Thread: SQL functions not being inlined

SQL functions not being inlined

From
Evan Martin
Date:
Some of my functions are running much slower than doing the same query
"inline" and I'd like to know if there's a way to fix that.

I have a number of tables that store data valid at different times. For
each logical entity there may be multiple rows, valid at different times
(sometimes overlapping). Each such table has valid_time_begin and
valid_time_end columns that specify when that data is valid, eg.
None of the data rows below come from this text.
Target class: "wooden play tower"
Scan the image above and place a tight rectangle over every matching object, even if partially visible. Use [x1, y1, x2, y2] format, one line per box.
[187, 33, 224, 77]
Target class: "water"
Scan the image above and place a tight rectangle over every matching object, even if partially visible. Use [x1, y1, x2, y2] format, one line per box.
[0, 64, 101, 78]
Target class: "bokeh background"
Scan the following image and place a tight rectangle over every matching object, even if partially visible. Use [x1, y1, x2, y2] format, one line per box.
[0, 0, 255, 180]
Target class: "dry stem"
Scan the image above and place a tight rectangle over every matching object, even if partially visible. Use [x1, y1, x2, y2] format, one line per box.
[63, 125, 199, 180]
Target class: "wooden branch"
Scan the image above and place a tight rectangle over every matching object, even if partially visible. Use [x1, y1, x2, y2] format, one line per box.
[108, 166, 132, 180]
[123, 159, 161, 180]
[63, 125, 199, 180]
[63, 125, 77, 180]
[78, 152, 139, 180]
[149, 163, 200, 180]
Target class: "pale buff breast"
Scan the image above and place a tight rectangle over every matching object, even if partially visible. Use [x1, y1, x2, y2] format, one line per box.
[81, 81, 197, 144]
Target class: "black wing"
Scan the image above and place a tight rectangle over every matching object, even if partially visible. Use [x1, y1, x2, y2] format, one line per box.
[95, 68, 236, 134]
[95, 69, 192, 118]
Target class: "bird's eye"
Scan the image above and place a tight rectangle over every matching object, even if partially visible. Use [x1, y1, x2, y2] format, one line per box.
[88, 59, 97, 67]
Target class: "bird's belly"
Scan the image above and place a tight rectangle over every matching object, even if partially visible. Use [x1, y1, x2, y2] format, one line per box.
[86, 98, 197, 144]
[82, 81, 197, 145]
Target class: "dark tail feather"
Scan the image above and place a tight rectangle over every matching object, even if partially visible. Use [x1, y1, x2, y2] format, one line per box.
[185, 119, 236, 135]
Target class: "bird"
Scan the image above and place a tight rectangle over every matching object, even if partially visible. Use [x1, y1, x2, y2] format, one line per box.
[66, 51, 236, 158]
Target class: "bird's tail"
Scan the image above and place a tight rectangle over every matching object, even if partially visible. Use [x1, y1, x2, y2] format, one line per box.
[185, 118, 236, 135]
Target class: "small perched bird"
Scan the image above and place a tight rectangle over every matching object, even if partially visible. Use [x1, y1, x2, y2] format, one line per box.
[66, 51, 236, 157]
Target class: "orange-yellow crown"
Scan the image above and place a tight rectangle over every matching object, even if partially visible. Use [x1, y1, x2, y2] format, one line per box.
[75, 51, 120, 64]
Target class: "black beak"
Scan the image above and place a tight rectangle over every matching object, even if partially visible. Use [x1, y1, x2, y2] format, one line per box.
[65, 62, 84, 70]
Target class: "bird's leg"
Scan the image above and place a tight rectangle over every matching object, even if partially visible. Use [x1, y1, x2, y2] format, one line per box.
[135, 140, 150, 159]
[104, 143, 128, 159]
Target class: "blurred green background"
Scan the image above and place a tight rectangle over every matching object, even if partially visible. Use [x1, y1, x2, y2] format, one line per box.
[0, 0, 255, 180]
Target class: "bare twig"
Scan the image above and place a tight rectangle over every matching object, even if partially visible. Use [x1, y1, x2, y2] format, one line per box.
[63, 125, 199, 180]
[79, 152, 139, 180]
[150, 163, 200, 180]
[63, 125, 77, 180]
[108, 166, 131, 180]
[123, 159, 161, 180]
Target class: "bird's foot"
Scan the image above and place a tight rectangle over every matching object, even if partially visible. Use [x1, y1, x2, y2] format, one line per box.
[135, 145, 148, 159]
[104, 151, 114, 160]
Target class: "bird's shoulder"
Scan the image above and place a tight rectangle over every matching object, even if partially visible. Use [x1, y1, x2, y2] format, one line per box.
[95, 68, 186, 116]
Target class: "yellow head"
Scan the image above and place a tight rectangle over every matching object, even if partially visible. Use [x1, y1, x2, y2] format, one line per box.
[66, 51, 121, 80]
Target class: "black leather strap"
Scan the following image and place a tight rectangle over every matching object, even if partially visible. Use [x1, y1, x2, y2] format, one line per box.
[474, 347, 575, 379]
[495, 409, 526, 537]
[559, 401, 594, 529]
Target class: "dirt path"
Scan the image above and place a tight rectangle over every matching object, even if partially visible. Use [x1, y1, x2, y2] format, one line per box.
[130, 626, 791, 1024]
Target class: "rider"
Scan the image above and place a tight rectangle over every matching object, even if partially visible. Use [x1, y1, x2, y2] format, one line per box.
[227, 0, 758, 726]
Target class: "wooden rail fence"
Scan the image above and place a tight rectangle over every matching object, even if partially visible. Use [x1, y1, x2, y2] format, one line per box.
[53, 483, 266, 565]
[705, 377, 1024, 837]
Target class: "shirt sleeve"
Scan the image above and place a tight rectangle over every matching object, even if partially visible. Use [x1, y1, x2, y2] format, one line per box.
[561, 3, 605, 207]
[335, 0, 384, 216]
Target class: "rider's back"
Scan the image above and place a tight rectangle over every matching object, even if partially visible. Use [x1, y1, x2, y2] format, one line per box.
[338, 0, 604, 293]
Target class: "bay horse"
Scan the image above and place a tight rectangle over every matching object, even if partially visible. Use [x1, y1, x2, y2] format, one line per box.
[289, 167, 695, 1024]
CREATE TABLE thing_timeslice
(
   timeslice_id serial NOT NULL,
   thing_id integer NOT NULL,
   valid_time_begin timestamp NOT NULL,
   valid_time_end timestamp NOT NULL,
   ... other columns ...
   CONSTRAINT pk_thing_timeslice PRIMARY KEY (timeslice_id),
   CONSTRAINT fk_thing_timeslice_thing FOREIGN KEY (thing_id) REFERENCES
thing (thing_id)
)
CREATE INDEX ix_thing_timeslice_thing_id ON thing_timeslice (thing_id);

To simplify querying for data valid at a given time I've created
functions like this:

CREATE OR REPLACE FUNCTION thing_asof(effective_time timestamp)
RETURNS SETOF thing_timeslice
AS $BODY$
     SELECT *
     FROM thing_timeslice
     WHERE ($1, '0'::interval) OVERLAPS (valid_time_begin,
COALESCE(valid_time_end, 'infinity'::timestamp))
$BODY$ LANGUAGE SQL STABLE;

I then select from these functions as though they were tables, often
joining them, eg.

SELECT *
FROM thing_asof('2012-05-01') a
JOIN another_thing_asof('2012-05-01') b ON a.thing_id =
b.referenced_thing_id

This is quite slow, especially when I have a WHERE clause that narrows
down the set of rows from 100,000 to 10 or so. I suspect it's evaluating
the function first and filtering it afterwards and perhaps not using the
index, either. If I manually "inline" my functions the queries get 10x
faster! Eg.

SELECT *
FROM
(
     SELECT *
     FROM thing_timeslice
     WHERE ('2012-05-01', '0'::interval) OVERLAPS (valid_time_begin,
COALESCE(valid_time_end, 'infinity'::timestamp))
) a
JOIN ...

My question is: why is PostgreSQL not doing this inlining automatically?
Are there some gotchas I need to be aware of or is it just not
supported? I'm running 9.1.3.

Regards,

Evan

Re: SQL functions not being inlined

From
Chris Angelico
Date:
On Wed, May 2, 2012 at 12:43 PM, Evan Martin
<postgresql@realityexists.net> wrote:
> Some of my functions are running much slower than doing the same query
> "inline" and I'd like to know if there's a way to fix that.
> [chomp analysis and examples]

Is there any possibility that you could recode your functions as
views? The optimizer can push predicates down into views but not, it
would appear, into functions.

In the specific example given, I would be looking, not for an
OVERLAPS, but a simple comparison:

SELECT * FROM thing_timeslice
WHERE '2012-05-01' BETWEEN valid_time_begin AND
COALESCE(valid_time_end, 'infinity'::timestamp)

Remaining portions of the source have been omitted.